Do the descent step.

phi = phi - tau*G;

Once in a while (e.g. every 30 iterations), perform re-distancing of \(\phi\).

phi = perform_redistancing(phi);

Exercice 6: (check the solution) Implement the geodesic active contours gradient descent. Do not forget to do the re-distancing.


Region-based Segmentation with Chan-Vese

Chan-Vese active contours corresponds to a region-based energy that looks for a piecewise constant approximation of the image.

The energy to be minimized is \[ \umin{\phi} L(\phi) + \la \int_{\phi(x)>0} \abs{f_0(x)-c_1}^2 d x + \la \int_{\phi(x)<0} \abs{f_0(x)-c_2}^2 d x \] where \(L\) is the length of the zero level set of \(\phi\).
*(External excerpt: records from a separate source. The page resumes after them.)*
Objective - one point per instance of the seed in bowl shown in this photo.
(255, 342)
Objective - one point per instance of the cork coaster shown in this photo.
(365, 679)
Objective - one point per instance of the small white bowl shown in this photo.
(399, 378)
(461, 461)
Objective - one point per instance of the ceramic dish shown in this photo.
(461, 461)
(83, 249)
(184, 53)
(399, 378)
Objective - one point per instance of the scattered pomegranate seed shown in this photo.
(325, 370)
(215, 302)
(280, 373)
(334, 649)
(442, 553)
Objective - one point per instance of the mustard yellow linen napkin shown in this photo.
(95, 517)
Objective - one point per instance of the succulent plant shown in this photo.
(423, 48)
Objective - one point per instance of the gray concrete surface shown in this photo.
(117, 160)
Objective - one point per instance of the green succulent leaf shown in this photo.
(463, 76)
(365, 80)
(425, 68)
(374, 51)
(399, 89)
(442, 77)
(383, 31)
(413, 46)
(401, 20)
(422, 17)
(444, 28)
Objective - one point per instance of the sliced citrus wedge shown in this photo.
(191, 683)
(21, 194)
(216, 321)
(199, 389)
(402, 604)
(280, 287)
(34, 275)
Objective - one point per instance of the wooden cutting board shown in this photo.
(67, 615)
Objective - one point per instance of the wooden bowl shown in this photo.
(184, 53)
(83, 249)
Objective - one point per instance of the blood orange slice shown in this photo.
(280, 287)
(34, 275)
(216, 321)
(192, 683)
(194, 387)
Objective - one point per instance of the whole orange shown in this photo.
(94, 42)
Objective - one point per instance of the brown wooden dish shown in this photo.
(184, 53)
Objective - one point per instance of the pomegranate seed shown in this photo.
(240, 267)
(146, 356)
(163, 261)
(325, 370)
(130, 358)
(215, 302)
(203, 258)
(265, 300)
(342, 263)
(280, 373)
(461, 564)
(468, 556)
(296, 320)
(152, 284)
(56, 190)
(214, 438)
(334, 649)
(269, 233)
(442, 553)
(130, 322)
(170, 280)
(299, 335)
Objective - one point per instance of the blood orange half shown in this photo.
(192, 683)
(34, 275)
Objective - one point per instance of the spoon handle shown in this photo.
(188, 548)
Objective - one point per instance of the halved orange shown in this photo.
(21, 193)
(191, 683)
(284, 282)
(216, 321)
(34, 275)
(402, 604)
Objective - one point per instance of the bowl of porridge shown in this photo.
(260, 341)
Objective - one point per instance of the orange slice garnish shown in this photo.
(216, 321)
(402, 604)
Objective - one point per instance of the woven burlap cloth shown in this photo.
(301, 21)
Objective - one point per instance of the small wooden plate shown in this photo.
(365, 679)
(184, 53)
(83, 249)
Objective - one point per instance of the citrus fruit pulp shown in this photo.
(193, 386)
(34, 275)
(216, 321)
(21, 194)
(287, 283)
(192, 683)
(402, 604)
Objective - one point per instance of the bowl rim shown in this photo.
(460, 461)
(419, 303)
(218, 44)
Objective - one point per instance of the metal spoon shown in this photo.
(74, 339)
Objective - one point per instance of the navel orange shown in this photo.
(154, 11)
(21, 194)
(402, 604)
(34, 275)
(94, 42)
Note that here \((c_1,c_2) \in \RR^2\) are assumed to be known.

Exercice 7: (check the solution) Compute an initial level set function \(\phi_0\), stored in phi0, for instance many small circles.


Parameter \(\la\)

lambda = 0.8;

Values for \(c_1,c_2\)

c1 = 0.7;
c2 = 0;

Step size.

tau = .4;

Number of iterations.

Tmax = 100;
niter = round(Tmax/tau);

Initial distance function \(\phi_0\) at time \(t=0\).

phi = phi0;

The minimizing flow for the CV energy reads \[ \pd{\phi_t}{t} = - G(\phi_t) \] where \[ G(\phi) = - W \norm{\nabla \phi} \text{div}\pa{ \frac{\nabla \phi}{\norm{\nabla \phi}} } + \la (f_0-c_1)^2 - \la (f_0-c_2)^2. \]

Exercice 8: (check the solution) Compute this gradient \(G(\phi)\) using the current value of the distance function


Do a descent step.

phi = phi + tau*G;

Exercice 9: (check the solution) Implement the full gradient descent.


Exercice 10: (check the solution) In the case that one does not know precisely the constants \(c_1\) and \(c_2\), how to update them automatically during the evolution ? Implement this method.